Hadiri Peluncuran Buku Etika, Bawaslu Pererat Sinergi dengan DKPP
humas | Jumat, April 17, 2026 - 19:00
Jakarta, Badan Pengawas Pemilihan Umum - Sebagai upaya mempererat sinergi kelembagaan dengan Dewan Kehormatan Penyelenggara Pemilu (DKPP), Ketua Bawaslu Rahmat Bagja bersama Anggota Bawaslu yang juga Anggota DKPP RI ex officio Herwyn JH Malonda dan Sekretaris Jenderal Bawaslu Ferdinand Eskol Tiar Sirait menghadiri peluncuran buku Etika yang Melembaga: 70 Tahun Prof. Jimly Asshiddiqie Warisan Gagasan dan Penguatan DKPP, di Jakarta, Jumat (17/4/2026).
Dalam sambutannya, Jimly menekankan pentingnya setiap pejabat publik meninggalkan jejak intelektual melalui karya tulis. Ia menilai pengalaman dalam jabatan dapat menjadi sumber pembelajaran yang lebih kontekstual dibandingkan teori semata.

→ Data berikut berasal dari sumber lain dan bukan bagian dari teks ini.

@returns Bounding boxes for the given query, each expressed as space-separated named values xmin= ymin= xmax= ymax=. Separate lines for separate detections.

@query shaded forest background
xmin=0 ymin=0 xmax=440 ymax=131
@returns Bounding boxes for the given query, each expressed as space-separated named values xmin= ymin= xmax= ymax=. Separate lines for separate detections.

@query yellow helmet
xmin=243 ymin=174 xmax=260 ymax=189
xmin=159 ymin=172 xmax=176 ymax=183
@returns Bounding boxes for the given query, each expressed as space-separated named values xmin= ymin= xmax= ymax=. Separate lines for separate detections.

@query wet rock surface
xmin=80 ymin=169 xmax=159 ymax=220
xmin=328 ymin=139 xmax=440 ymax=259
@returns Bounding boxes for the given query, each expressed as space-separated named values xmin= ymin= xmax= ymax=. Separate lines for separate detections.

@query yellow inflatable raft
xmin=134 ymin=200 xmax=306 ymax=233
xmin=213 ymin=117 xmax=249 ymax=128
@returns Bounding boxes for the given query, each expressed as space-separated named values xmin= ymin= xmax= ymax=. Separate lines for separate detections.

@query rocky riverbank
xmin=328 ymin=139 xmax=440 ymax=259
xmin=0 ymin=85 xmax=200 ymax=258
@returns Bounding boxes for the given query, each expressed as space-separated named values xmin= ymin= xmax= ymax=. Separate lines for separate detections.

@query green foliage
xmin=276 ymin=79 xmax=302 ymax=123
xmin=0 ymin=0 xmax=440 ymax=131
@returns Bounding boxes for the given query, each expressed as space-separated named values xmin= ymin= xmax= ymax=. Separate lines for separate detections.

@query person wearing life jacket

Ia mengajak seluruh pemangku kepentingan untuk menata sistem etika berbangsa dan bernegara sebagaimana diamanatkan dalam TAP MPR 2001 Nomor 6 tentang Etika Kehidupan Berbangsa. Menurutnya, penguatan sistem etika menjadi kebutuhan mendasar bagi perkembangan demokrasi dan negara hukum.
“Kalau jabatan kita dijadikan buku, mudah-mudahan itu bisa lebih hebat dari teori buku teks, bahkan dari pemikiran barat,” katanya.
Jimly menyebut, Indonesia memiliki peluang untuk mengembangkan sistem peradilan etik yang lebih maju, termasuk melalui pembentukan Mahkamah Etik dengan prinsip keterbukaan, independensi, dan akuntabilitas. “Karena belum ada negara lain yang mengkonstruksikan penegakan kode etik sebagai peradilan, termasuk juga Amerika Serikat,” ungkapnya.
Ketua Bawaslu Kota Bandar Lampung menilai penguatan etika merupakan bagian yang tidak terpisahkan dari upaya membangun penyelenggaraan pemilu yang berintegritas. Menurutnya, penyelenggara pemilu tidak hanya dituntut memahami aturan secara normatif, tetapi juga harus mampu menjadikan nilai-nilai etika sebagai pedoman dalam menjalankan setiap tugas dan kewenangan.
“Etika merupakan fondasi penting dalam menjaga integritas penyelenggara pemilu. Ketika setiap jajaran mampu memahami dan menerapkan nilai-nilai etika dalam menjalankan tugas, maka kepercayaan masyarakat terhadap proses demokrasi juga akan semakin kuat,” ujarnya.
Ia menambahkan, gagasan mengenai etika yang melembaga menjadi pembelajaran penting bagi jajaran pengawas pemilu, khususnya dalam menghadapi berbagai tantangan penyelenggaraan pemilu yang semakin kompleks. Penguatan etika, menurutnya, harus berjalan beriringan dengan peningkatan profesionalitas, kapasitas, dan kepatuhan terhadap peraturan perundang-undangan.
“Bagi jajaran pengawas di daerah, penguatan etika menjadi bagian dari komitmen untuk memastikan seluruh proses pengawasan dilakukan secara profesional, independen, dan berintegritas. Ini juga menjadi pengingat bahwa kewenangan yang dimiliki harus selalu dijalankan dengan penuh tanggung jawab,” katanya.
Menurutnya, sinergi antara Bawaslu dan DKPP menjadi penting untuk terus memperkuat budaya etik di lingkungan penyelenggara pemilu. Tidak hanya melalui penegakan kode etik ketika terjadi pelanggaran, tetapi juga melalui pendidikan, pencegahan, dan pembentukan kesadaran etik secara berkelanjutan.
Peluncuran buku tersebut turut dihadiri Anggota Komisi Yudisial, perwakilan Kemenko Polhukam, Kementerian Dalam Negeri, Ketua KPU, serta para penulis buku Etika yang Melembaga.